I hope it wasn't my lambs on the BBC's 'Week In, Week Out' tonight. Reason I ask is that I send my fat lambs to Dunbia in Llanybydder for slaughter - and Dunbia was starring on the programme. Well not exactly 'starring'. The BBC had put a 'mole' with a secret camera in the abattoir, and revealed what seemed some serious failings by the Meat Inspection Service. I've no idea whether this sort of failing happens sufficiently often for us to be concerned. But it made good and quite sensational television. The line that inspired this post was made by a meat inspector talking to the 'mole' when a smear of what he indelicately described as s**t was spotted on a carcass. "Its a fast line". And it must be a fast line, because one million lambs are slaughtered at the abattoir in a year.

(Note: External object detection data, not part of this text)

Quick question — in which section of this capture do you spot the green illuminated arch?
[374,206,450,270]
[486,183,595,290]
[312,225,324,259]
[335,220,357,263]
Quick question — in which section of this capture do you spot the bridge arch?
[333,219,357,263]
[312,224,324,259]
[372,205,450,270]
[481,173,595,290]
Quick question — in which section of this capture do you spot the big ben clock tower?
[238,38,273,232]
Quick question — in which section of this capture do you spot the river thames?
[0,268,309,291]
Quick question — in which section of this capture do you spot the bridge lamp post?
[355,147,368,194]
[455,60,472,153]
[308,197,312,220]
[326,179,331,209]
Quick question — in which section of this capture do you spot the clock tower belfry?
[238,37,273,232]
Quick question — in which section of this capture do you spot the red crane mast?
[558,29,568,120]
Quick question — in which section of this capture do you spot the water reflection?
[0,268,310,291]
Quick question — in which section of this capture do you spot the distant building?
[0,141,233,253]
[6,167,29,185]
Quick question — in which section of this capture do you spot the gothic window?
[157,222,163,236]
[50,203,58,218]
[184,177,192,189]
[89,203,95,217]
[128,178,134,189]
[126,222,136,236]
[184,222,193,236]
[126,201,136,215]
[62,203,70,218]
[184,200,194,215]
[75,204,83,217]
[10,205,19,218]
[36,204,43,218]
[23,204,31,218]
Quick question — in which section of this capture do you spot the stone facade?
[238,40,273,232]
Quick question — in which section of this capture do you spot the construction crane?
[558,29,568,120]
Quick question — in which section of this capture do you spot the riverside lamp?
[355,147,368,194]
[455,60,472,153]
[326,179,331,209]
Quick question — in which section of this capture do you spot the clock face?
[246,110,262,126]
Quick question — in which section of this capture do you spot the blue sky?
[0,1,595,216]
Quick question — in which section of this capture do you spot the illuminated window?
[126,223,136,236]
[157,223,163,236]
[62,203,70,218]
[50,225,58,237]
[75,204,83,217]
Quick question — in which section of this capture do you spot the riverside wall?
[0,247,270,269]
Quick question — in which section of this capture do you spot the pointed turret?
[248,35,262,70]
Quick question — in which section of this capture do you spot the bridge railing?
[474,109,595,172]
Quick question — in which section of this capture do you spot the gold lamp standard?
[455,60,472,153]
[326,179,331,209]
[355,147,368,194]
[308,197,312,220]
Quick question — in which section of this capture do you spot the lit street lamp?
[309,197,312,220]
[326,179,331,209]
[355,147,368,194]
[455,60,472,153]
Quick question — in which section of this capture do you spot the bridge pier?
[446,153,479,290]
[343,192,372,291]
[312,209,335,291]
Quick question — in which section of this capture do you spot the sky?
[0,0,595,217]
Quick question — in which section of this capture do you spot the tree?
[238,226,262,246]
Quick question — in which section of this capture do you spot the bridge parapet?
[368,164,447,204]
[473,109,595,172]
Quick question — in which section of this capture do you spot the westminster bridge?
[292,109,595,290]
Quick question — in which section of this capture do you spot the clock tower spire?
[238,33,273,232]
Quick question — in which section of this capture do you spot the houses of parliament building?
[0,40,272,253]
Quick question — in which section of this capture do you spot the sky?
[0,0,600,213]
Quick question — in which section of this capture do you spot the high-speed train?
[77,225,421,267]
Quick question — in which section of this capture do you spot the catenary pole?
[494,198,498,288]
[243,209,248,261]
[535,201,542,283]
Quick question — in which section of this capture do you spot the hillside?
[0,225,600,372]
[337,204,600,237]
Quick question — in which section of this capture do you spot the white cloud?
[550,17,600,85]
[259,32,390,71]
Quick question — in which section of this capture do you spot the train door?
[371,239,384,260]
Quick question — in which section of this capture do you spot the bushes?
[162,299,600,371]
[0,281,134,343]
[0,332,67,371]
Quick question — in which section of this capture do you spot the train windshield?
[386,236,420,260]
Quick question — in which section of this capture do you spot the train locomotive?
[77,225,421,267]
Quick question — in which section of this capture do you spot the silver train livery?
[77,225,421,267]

Coincidentally, I visited a comparatively 'slow line' this afternoon. It was the abattoir owned and run by William Lloyd-Williams, Quality Butcher, of Machynlleth. Will is a star. The spirit of Machynlleth runs through his veins. This abattoir's throughput is about 6 cattle and 100 lambs per week. All the animals are bought from local farmers. Will has recently built a magnificent refrigeration building as an extension to the abattoir, the realisation of a life long dream that he is rightly and hugely proud of. On Saturday, I'm making myself available to the people of Machynlleth, and when I wanted to advertise the location, I wanted somewhere that everyone would know of - so I said 'outside Will's Butcher's shop'. What a tragedy it is that so many of our small abattoirs have been closed down by bureaucracy over recent years. Only the most determined individuals have survived.
1 comment:
This "s**t spotted on a carcass" - did this 'carcass' speak to Wales and the "s**t" thereon Plaid Cymru?